When Television Characters Graduate

Friday, September 02, 2011


Most television writers don’t like change.  If your formula isn’t broken, why fix it?  But if your show is set in high-school, there is one shark you absolutely must jump: graduation.   Kevin Fallon wrote about this conundrum for The Atlantic’s entertainment blog, where he examined how different shows have tried to keep the formula -- and the cast -- once they leave high school behind. 


  • tv

Comments [3]


In the discussion of Veronica Mars, you don't mention that she actually did graduate high school and went to college in the series. From what I remember, we don't even see her graduate college.

Sep. 04 2011 11:27 PM
Fred Roberts from Georgia

I agree, "Buffy the Vampire Slayer" was a grievous omission. The "Scooby Gang's" graduation saw the school burned to the ground in a colossal battle with a huge dragon, who had just eaten the principal. You had to be there I guess, but it remains near the top of my list of best shows ever. And I graduated in 1964.

Sep. 04 2011 03:04 PM

Mr.

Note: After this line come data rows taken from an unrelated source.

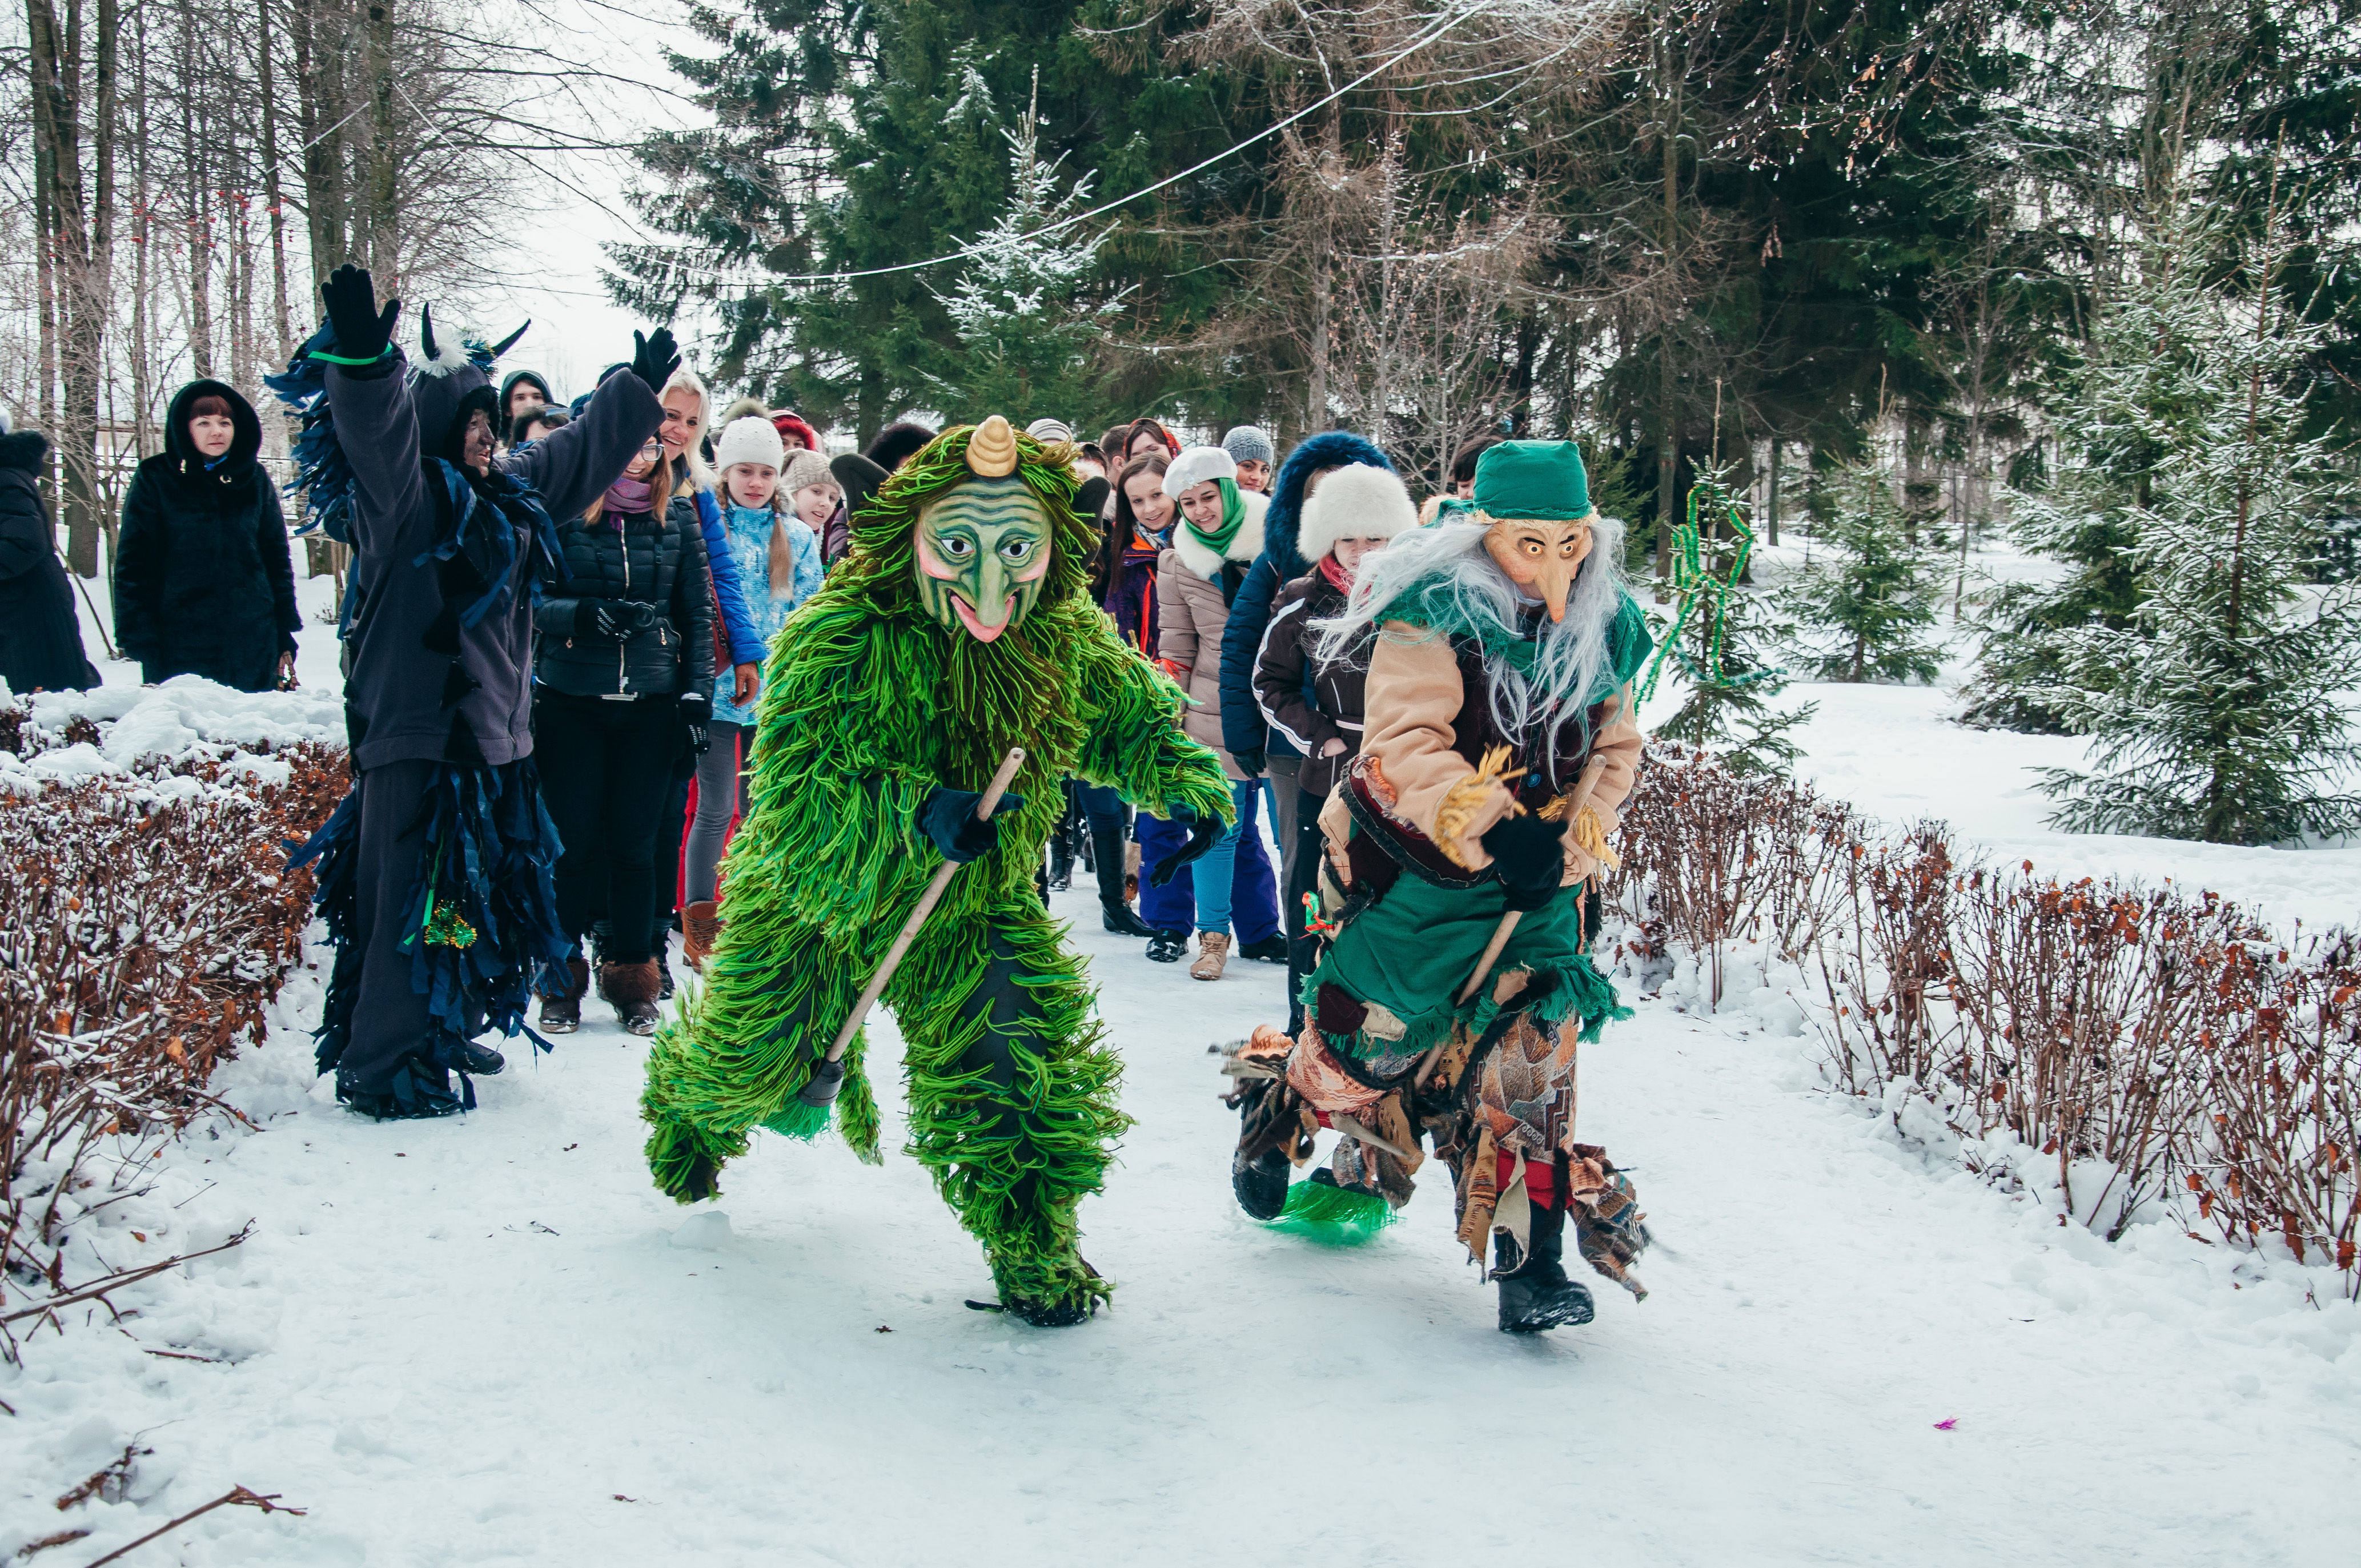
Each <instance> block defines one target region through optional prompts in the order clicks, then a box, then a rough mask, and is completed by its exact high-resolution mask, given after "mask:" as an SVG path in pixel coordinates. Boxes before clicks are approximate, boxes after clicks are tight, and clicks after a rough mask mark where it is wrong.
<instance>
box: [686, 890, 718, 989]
mask: <svg viewBox="0 0 2361 1568" xmlns="http://www.w3.org/2000/svg"><path fill="white" fill-rule="evenodd" d="M720 940H722V907H720V904H715V902H713V900H711V897H706V900H696V902H694V904H687V907H685V909H682V912H680V956H682V959H687V963H689V968H694V971H696V973H704V968H706V956H711V952H713V945H715V942H720Z"/></svg>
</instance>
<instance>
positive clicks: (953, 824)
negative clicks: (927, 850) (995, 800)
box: [918, 784, 1025, 862]
mask: <svg viewBox="0 0 2361 1568" xmlns="http://www.w3.org/2000/svg"><path fill="white" fill-rule="evenodd" d="M977 801H982V796H980V793H977V791H973V789H944V786H942V784H937V786H935V789H930V791H926V798H923V801H918V831H921V834H926V836H928V838H933V841H935V848H937V850H942V857H944V860H956V862H968V860H982V857H985V855H989V852H992V845H996V843H999V841H1001V817H1006V815H1011V812H1020V810H1025V796H1020V793H1018V791H1013V789H1011V791H1006V793H1003V796H1001V803H999V805H996V808H992V819H989V822H980V819H977V817H975V805H977Z"/></svg>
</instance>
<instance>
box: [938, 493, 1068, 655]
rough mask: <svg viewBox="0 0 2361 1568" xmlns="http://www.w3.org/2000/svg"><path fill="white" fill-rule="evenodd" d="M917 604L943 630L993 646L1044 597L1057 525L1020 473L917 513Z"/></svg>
mask: <svg viewBox="0 0 2361 1568" xmlns="http://www.w3.org/2000/svg"><path fill="white" fill-rule="evenodd" d="M916 545H918V548H916V557H918V602H923V605H926V612H928V614H930V616H935V619H937V621H942V623H944V626H954V628H966V633H968V635H970V638H975V640H977V642H994V640H996V638H999V635H1001V633H1003V631H1008V628H1011V626H1015V623H1020V621H1022V619H1025V616H1027V614H1029V612H1032V607H1034V605H1036V602H1039V600H1041V579H1044V576H1046V574H1048V548H1051V527H1048V512H1046V510H1044V508H1041V498H1039V496H1034V494H1032V489H1029V486H1027V484H1025V479H1018V477H1015V475H1011V477H1003V479H970V482H968V484H961V486H959V489H954V491H949V494H944V496H942V498H940V501H935V503H933V505H928V508H926V510H923V512H918V538H916Z"/></svg>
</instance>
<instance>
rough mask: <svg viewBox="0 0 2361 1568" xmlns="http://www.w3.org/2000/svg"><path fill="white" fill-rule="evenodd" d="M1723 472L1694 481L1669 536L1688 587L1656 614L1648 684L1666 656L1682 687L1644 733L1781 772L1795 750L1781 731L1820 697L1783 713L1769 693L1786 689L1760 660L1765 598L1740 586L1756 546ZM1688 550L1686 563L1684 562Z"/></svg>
mask: <svg viewBox="0 0 2361 1568" xmlns="http://www.w3.org/2000/svg"><path fill="white" fill-rule="evenodd" d="M1726 477H1728V475H1726V472H1724V475H1714V477H1707V479H1702V482H1698V486H1695V489H1690V494H1688V524H1686V527H1683V529H1681V531H1679V536H1676V541H1674V562H1676V583H1679V581H1681V579H1683V576H1690V571H1693V574H1695V576H1690V581H1693V583H1695V595H1693V597H1688V612H1686V614H1683V616H1679V623H1674V619H1672V616H1665V614H1662V612H1657V614H1655V616H1653V619H1655V623H1657V626H1655V633H1657V640H1660V647H1662V654H1660V656H1657V664H1655V668H1650V671H1648V685H1650V687H1653V685H1655V680H1657V673H1660V671H1662V668H1665V666H1667V664H1669V666H1672V668H1676V671H1679V673H1681V678H1683V680H1686V685H1688V697H1683V699H1681V706H1679V708H1676V711H1674V713H1672V718H1667V720H1665V723H1660V725H1653V727H1650V732H1653V734H1660V737H1665V739H1672V741H1683V744H1690V746H1698V749H1700V751H1712V753H1716V756H1719V758H1721V763H1724V765H1726V767H1731V770H1733V772H1740V775H1783V772H1787V770H1790V767H1794V758H1797V756H1801V746H1797V744H1794V741H1792V739H1790V737H1787V732H1790V730H1794V727H1797V725H1804V723H1809V720H1811V716H1813V713H1816V711H1818V706H1820V704H1804V706H1801V708H1797V711H1794V713H1780V711H1775V708H1773V706H1771V699H1773V697H1778V694H1780V692H1785V690H1787V671H1780V668H1773V666H1771V664H1766V659H1764V652H1761V649H1764V645H1766V642H1768V640H1771V638H1773V623H1771V616H1768V612H1766V605H1764V597H1761V595H1759V593H1752V590H1747V588H1740V586H1738V579H1740V574H1742V571H1745V557H1747V553H1750V550H1752V545H1754V536H1752V529H1750V522H1747V505H1745V501H1742V498H1738V496H1735V494H1731V491H1728V489H1726V486H1724V482H1726ZM1690 553H1695V555H1693V564H1690Z"/></svg>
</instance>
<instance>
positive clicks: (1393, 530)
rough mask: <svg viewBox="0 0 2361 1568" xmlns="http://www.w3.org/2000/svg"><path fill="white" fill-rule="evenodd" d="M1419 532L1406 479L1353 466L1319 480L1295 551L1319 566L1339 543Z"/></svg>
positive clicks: (1329, 473)
mask: <svg viewBox="0 0 2361 1568" xmlns="http://www.w3.org/2000/svg"><path fill="white" fill-rule="evenodd" d="M1414 527H1419V508H1414V505H1410V491H1407V489H1402V477H1400V475H1398V472H1393V470H1391V468H1376V465H1374V463H1348V465H1346V468H1339V470H1334V472H1329V475H1322V477H1320V489H1315V491H1313V494H1310V496H1306V498H1303V512H1301V522H1299V524H1296V550H1299V553H1301V555H1303V560H1320V557H1322V555H1327V553H1329V550H1334V548H1336V541H1339V538H1393V536H1395V534H1407V531H1410V529H1414Z"/></svg>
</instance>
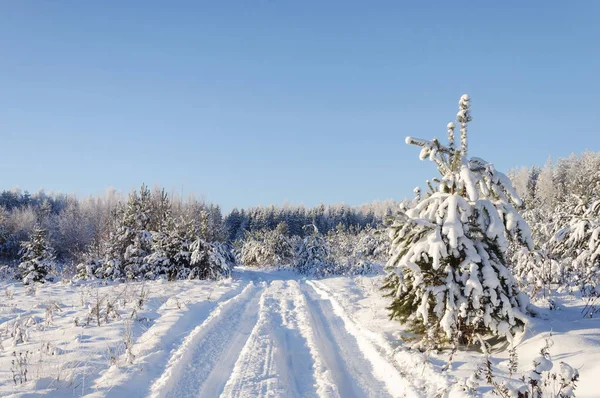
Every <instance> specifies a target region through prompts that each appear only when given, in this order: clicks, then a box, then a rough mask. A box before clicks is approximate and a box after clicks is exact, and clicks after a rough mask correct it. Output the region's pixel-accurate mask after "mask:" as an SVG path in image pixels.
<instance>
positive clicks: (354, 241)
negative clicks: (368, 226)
mask: <svg viewBox="0 0 600 398" xmlns="http://www.w3.org/2000/svg"><path fill="white" fill-rule="evenodd" d="M382 232H383V231H382V230H376V229H373V228H371V227H366V228H365V229H363V230H362V231H360V232H356V231H353V230H352V229H350V230H346V229H345V228H343V227H340V226H338V228H336V230H335V231H330V232H329V233H328V234H327V236H326V238H325V239H326V242H327V245H328V246H329V247H330V248H331V252H330V258H331V261H332V262H333V263H335V264H336V265H337V267H336V272H337V273H338V274H340V275H364V274H368V273H371V272H372V271H373V269H374V266H375V265H376V264H381V265H382V264H384V263H385V261H386V260H387V258H386V257H387V255H388V252H389V238H388V237H387V234H384V233H382Z"/></svg>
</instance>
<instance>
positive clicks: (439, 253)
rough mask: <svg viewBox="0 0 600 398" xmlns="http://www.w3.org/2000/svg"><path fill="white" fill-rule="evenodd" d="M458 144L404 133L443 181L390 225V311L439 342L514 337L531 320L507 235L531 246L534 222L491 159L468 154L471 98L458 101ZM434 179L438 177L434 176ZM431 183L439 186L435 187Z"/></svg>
mask: <svg viewBox="0 0 600 398" xmlns="http://www.w3.org/2000/svg"><path fill="white" fill-rule="evenodd" d="M457 121H458V123H460V143H461V145H460V147H459V148H456V149H453V148H454V129H455V125H454V123H450V124H448V137H449V141H450V145H449V146H447V147H446V146H443V145H442V144H440V142H439V141H438V140H437V139H433V140H432V141H427V140H421V139H415V138H411V137H407V138H406V142H407V143H408V144H413V145H417V146H420V147H422V150H421V154H420V158H421V160H424V159H426V158H429V159H431V160H432V161H433V162H434V163H435V164H436V165H437V167H438V171H439V173H440V175H441V179H438V180H437V181H438V182H437V187H435V188H434V187H433V185H432V184H428V185H429V186H430V192H428V194H427V195H425V197H422V198H421V199H420V200H419V201H418V203H417V204H416V205H415V206H414V207H412V208H410V209H408V210H406V211H404V212H402V213H401V214H400V215H399V217H398V219H396V220H395V221H394V222H393V224H392V225H391V227H390V230H389V231H390V237H391V239H392V248H391V249H392V255H391V258H390V259H389V261H388V263H387V265H386V269H387V270H388V276H387V278H386V283H385V285H384V286H383V289H384V290H386V291H387V294H386V295H387V296H388V297H390V298H391V299H392V301H391V304H390V306H389V309H390V317H391V318H395V319H398V320H400V321H402V322H405V323H407V324H409V326H411V327H412V329H413V330H414V331H415V332H419V333H423V332H424V331H425V330H428V331H429V332H430V333H431V335H434V336H436V337H437V338H438V340H439V341H444V340H449V339H457V340H459V341H463V342H464V341H472V340H473V338H474V337H475V335H476V334H482V335H484V334H493V335H497V336H501V337H506V338H508V339H512V335H513V333H514V332H516V331H518V330H520V329H521V328H522V326H523V323H524V320H525V311H526V305H527V304H528V298H527V296H526V295H525V294H523V293H521V292H519V290H518V289H517V286H516V283H515V281H514V278H513V276H512V275H511V273H510V271H509V270H508V269H507V267H506V259H505V253H506V250H507V247H508V239H509V238H510V237H514V238H515V239H518V240H520V241H521V242H523V244H524V245H526V246H527V247H529V248H533V244H532V242H531V237H530V233H529V228H528V226H527V224H526V223H525V221H524V220H523V219H522V218H521V216H520V215H519V213H518V212H517V211H516V209H515V208H514V207H513V204H514V205H520V204H521V200H520V199H519V197H518V196H517V194H516V193H515V191H514V189H513V187H512V186H511V184H510V181H509V179H508V178H507V177H506V176H505V175H504V174H502V173H500V172H498V171H496V170H495V169H494V167H493V165H492V164H490V163H488V162H485V161H484V160H482V159H480V158H475V157H473V158H470V159H469V158H468V157H467V124H468V122H470V121H471V115H470V100H469V97H468V96H467V95H463V96H462V97H461V99H460V101H459V112H458V114H457ZM434 181H436V180H434ZM431 188H433V189H431Z"/></svg>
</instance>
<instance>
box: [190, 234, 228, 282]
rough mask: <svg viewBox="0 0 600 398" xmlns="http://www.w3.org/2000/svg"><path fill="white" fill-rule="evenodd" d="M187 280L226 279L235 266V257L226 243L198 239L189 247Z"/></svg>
mask: <svg viewBox="0 0 600 398" xmlns="http://www.w3.org/2000/svg"><path fill="white" fill-rule="evenodd" d="M191 251H192V253H191V262H190V268H189V273H188V274H187V275H185V277H187V278H188V279H220V278H224V277H228V276H229V275H230V274H231V270H232V269H233V267H234V266H235V256H233V254H232V253H231V248H230V247H229V245H227V244H226V243H213V244H211V243H208V242H206V241H205V240H204V239H201V238H198V239H196V240H195V241H194V242H193V243H192V245H191Z"/></svg>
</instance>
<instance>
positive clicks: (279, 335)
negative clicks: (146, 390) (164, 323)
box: [149, 270, 421, 398]
mask: <svg viewBox="0 0 600 398" xmlns="http://www.w3.org/2000/svg"><path fill="white" fill-rule="evenodd" d="M286 275H288V274H285V273H283V274H278V273H261V272H258V271H250V270H245V271H244V272H241V273H238V274H237V277H238V278H240V279H242V280H244V282H245V283H247V284H246V286H245V287H244V288H243V289H242V290H241V291H240V292H239V293H238V294H237V295H235V296H233V297H231V298H229V299H227V300H224V301H222V302H220V303H219V304H218V305H216V306H215V308H214V310H213V311H212V312H211V313H210V314H208V316H206V317H205V319H204V320H203V321H202V322H201V323H200V324H198V325H197V326H196V327H195V328H194V329H193V330H192V331H191V333H190V334H189V335H188V336H187V337H186V338H185V339H184V340H183V341H182V342H181V344H180V345H179V346H178V347H177V348H176V349H174V350H173V351H172V352H171V354H170V358H169V359H168V362H167V364H166V366H165V368H164V372H162V374H161V375H160V376H159V377H157V378H156V379H155V380H154V381H153V383H152V385H151V387H150V391H149V394H150V396H152V397H219V396H220V397H344V398H346V397H396V396H419V395H421V394H419V393H418V391H415V390H414V389H413V388H411V387H410V383H408V382H407V381H406V380H405V379H404V378H403V377H402V376H401V375H400V372H398V371H397V370H396V369H395V368H394V367H393V366H392V365H390V364H389V362H388V360H387V359H385V358H383V354H380V352H379V351H378V350H377V348H376V347H374V346H372V345H371V343H369V342H368V341H367V340H366V339H364V340H363V339H361V338H360V336H359V335H357V334H356V333H350V332H349V330H348V324H347V322H348V321H347V320H344V319H342V318H341V317H340V316H339V315H338V314H336V311H335V310H334V308H333V304H332V302H330V300H328V299H327V298H324V297H323V292H322V291H321V292H320V291H319V290H320V289H319V288H318V287H317V286H316V285H314V284H312V283H310V282H308V283H307V282H305V281H303V280H297V279H295V278H287V277H286ZM359 340H360V341H359Z"/></svg>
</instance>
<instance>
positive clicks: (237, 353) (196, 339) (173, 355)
mask: <svg viewBox="0 0 600 398" xmlns="http://www.w3.org/2000/svg"><path fill="white" fill-rule="evenodd" d="M265 286H266V284H265V283H262V284H260V285H259V286H257V285H255V284H254V283H252V282H251V283H250V284H248V286H247V287H246V288H245V289H244V291H243V292H242V293H241V294H239V295H238V296H235V297H234V298H232V299H230V300H227V301H225V302H223V303H221V304H219V305H218V306H217V308H215V310H214V311H213V312H211V313H210V315H209V316H208V318H207V319H206V320H205V321H204V322H203V323H202V324H201V325H199V326H197V327H196V328H195V329H194V330H193V331H192V332H191V333H190V335H189V336H187V337H186V338H185V340H184V342H183V343H182V344H181V345H180V346H179V348H178V349H177V350H176V351H175V352H174V353H173V354H172V355H171V358H170V360H169V364H168V365H167V369H166V370H165V372H164V373H163V374H162V375H161V376H160V377H159V378H158V379H157V380H156V381H155V382H154V384H153V385H152V387H151V395H150V396H151V397H189V396H197V395H198V394H201V396H209V395H204V393H203V388H205V386H206V388H211V389H213V390H219V388H220V389H222V388H223V386H224V385H225V383H226V382H227V378H228V376H229V374H230V372H231V369H232V368H233V366H234V364H235V361H236V359H237V358H238V356H239V352H240V351H241V349H242V347H243V346H244V344H245V342H246V340H247V339H248V336H249V335H250V333H251V331H252V328H253V327H254V325H255V324H256V322H257V319H258V302H259V298H260V294H259V293H260V292H261V291H264V287H265ZM219 392H220V390H219ZM214 396H218V393H217V394H216V395H214Z"/></svg>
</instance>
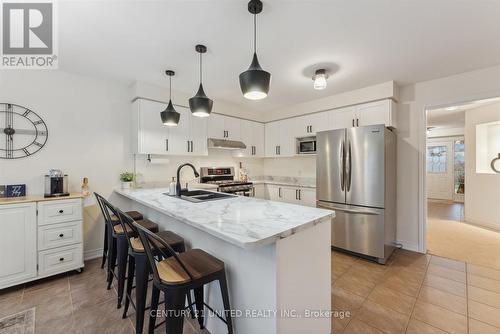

Fallon overlooked "Buffy the Vampire Slayer." Since BtVS's fantasy was a metaphor for high school as hell, not a soap transposing adult melodrama onto teens, Joss Whedon didn't miss a step when it pushed the characters out of the sandbox. The Scooby Gang graduated from the terrors of high school (vanquishing an all-encompassing evil at the graduation ceremony). Then they left to confront new horrors, like freshman year at the local community college (demon roommates, evil professors, frat parties) and "real world" jobs (exhausting construction work, indy band dreams, humiliation at the bottom rungs of Hollywood).